Can a broken windscreen be recycled?
It’s Recycling 101: glass can be recycled, right? While it’s perfectly normal to (gently) throw an empty glass bottle into the recycling bin, not all glass is created equal. Generally speaking, more complex materials are harder to recycle, thanks to the difficulty involved in separating their different component parts. This creates an end-of-life conundrum.

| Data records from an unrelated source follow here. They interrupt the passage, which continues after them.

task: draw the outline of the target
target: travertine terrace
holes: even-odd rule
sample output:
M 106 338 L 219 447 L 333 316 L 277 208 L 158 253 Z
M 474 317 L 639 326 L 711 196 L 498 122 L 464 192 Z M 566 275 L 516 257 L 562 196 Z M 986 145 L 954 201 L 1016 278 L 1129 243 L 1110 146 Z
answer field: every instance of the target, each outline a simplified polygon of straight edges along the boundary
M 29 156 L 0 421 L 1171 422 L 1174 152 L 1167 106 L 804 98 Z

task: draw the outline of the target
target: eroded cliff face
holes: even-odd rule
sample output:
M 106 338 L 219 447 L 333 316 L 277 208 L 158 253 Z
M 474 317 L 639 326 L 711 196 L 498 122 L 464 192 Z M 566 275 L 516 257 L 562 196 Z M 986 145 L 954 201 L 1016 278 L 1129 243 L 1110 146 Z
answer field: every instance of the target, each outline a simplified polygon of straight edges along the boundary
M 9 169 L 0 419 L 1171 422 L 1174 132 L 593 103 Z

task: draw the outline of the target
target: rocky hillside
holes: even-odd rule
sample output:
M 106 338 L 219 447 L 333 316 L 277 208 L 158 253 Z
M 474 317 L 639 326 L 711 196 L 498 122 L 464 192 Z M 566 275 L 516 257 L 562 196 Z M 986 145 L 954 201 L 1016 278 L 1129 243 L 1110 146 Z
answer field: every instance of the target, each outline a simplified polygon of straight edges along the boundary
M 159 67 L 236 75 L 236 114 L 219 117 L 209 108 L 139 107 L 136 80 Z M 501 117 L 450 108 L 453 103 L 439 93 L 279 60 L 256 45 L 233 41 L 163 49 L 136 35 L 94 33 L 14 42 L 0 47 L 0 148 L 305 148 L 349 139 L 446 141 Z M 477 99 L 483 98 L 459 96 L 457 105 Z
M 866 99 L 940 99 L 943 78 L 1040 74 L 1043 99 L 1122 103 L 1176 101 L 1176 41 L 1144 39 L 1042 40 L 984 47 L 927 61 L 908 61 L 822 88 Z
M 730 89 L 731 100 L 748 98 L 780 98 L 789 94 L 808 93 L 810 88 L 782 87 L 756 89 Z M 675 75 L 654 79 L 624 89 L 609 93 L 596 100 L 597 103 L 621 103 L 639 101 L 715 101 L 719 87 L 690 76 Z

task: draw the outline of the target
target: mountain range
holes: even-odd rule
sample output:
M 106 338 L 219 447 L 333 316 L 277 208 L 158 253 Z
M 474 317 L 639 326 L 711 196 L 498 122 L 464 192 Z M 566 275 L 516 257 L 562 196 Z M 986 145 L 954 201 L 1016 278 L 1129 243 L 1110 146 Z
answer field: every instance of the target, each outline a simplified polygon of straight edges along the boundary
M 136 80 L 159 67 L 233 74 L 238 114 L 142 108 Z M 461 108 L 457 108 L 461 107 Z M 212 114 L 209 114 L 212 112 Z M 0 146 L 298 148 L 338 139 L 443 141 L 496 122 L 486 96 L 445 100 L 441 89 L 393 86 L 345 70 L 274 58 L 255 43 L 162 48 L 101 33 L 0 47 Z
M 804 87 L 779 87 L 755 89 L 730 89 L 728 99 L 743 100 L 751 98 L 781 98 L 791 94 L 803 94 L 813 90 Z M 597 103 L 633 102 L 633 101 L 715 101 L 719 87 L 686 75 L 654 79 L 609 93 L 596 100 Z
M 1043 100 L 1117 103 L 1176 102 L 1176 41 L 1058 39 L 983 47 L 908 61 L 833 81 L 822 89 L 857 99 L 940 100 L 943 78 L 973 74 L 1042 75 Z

The types of glass used to make car windshields and car windows are examples of such a materials. With windshields, a layer of plastic film (polyvinyl butyral) is sandwiched between two layers of safety glass, while tempered glass, a type of safety glass, is used for the windows. This is what stops them from shattering into dangerous shards when they break—it’s specially designed with our safety in mind, rather than ease of end-of-use recycling. Because of this, glass from windscreens can’t be processed through the normal glass recycling system—at least, not in Australia—so it generally ends up in landfill.
We can’t use automotive glass to make new glass, as we do with the other types of glass we toss into our recycling bins at home. But what if we don’t try to make it into new glass, but use its fundamental elements to produce a completely different material?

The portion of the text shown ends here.